Especially don't neglect the surrounding streets, you'll often find the same products, cheaper, and sometimes more authentic.
The Grand Bazaar suffered, nothing was spared : fires, earthquakes, the most terrible was the one in 1894. That year, the earth trembled 12 times in 45 days, causing all the minarets of the city to collapse, up to the facades of Saint Sophia.
Today its structure is again threatened, deteriorated by the weight of the years. The already badly damaged roof took a small hit when filming Skyfall, when James Bond embarked on a motorcycle chase on his rooftops.

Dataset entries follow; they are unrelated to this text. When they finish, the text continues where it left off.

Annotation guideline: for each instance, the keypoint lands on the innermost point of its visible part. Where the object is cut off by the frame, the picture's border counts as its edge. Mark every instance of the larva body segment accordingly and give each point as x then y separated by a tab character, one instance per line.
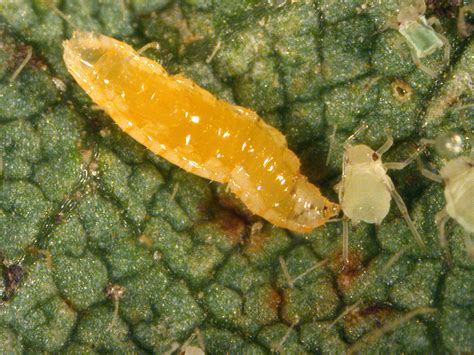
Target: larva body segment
185	124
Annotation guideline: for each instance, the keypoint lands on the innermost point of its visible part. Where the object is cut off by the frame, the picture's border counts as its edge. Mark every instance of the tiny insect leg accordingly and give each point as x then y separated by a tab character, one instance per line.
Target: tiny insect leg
353	136
404	211
441	218
386	146
430	175
332	141
447	47
29	54
403	164
345	239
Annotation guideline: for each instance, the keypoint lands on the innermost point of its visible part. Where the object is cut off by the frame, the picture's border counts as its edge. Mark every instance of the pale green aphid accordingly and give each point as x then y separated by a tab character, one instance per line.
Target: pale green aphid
458	179
419	33
365	190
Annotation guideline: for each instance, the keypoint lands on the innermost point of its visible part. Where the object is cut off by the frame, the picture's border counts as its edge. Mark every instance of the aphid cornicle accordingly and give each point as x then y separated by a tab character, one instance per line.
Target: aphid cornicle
176	119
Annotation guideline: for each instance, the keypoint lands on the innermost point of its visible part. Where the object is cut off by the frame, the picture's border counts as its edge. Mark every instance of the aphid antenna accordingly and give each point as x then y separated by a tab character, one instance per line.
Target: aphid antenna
427	173
403	164
345	240
469	245
286	273
214	52
464	29
332	141
174	192
314	267
151	45
349	309
387	145
350	139
29	54
388	327
441	218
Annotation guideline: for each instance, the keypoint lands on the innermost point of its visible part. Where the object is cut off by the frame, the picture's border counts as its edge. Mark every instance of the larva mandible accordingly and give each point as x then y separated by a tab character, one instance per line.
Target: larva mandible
178	120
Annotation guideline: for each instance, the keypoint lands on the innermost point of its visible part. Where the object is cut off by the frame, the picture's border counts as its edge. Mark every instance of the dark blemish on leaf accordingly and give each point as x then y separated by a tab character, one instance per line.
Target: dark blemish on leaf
377	313
401	90
114	292
12	277
446	8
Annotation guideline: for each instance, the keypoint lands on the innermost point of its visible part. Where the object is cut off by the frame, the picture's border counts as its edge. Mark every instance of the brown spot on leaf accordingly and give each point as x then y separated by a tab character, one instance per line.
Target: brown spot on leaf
12	277
443	8
401	90
378	314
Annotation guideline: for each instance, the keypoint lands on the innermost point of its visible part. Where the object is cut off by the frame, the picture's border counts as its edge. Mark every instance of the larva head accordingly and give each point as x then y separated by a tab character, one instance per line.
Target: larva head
311	209
83	52
359	154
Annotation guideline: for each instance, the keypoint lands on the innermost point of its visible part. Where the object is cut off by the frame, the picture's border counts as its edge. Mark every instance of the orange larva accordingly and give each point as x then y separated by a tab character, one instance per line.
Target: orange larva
185	124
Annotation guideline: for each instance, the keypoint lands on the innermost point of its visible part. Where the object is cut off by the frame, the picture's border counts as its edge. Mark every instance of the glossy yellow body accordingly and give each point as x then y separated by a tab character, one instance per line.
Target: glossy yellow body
185	124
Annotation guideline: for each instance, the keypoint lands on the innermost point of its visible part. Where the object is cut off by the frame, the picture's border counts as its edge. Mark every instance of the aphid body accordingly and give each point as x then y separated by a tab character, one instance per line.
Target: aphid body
419	33
185	124
458	176
365	190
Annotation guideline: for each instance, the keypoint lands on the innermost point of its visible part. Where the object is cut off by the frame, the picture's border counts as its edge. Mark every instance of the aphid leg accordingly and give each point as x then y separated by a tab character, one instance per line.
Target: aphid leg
441	218
387	145
286	273
421	66
353	136
464	29
404	211
469	245
393	260
430	175
332	140
22	65
214	52
345	240
405	163
447	47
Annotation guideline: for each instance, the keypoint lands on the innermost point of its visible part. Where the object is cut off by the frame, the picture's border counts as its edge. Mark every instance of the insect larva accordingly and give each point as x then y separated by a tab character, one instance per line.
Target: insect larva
185	124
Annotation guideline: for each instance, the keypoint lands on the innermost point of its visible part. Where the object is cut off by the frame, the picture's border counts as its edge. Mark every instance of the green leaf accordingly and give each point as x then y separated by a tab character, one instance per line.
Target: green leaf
106	247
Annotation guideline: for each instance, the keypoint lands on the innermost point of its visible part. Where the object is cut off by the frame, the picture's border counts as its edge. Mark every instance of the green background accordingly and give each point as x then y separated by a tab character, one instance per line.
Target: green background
91	221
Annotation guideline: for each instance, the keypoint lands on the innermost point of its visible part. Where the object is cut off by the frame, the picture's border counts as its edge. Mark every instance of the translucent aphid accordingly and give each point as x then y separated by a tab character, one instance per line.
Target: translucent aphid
458	178
178	120
365	189
421	37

Best time to go. Open from 9am to 7pm from Monday to Saturday. Avoid Saturday crowds if possible.
The egyptian bazaar
European shore, Eminönü district
Located between the Rustem Pasha Mosque and the New Mosque (Yeni camii), this bazaar was built thanks to Egyptian taxes, as Egypt was then part of the empire. If spices and medicinal plants were sold there at the time, you will find today more or less the same as in the Grand Bazar, but with many more local specialties (cheese, pastries, jams).
One of the sambouliotes favorite cafes is the Kurukahveci Mehmet Efendi Turkish Coffee, in front of which they don't hesitate to line up.
Kurukahveci Mehmet Efendi Turkish Coffee, a roasting company founded in 1871.
Best time to go. Open every day from 9:30am to 7pm. Get lost in the streets around the bazaar and eat there, for example after your visit to the Rustem Pasha Mosque.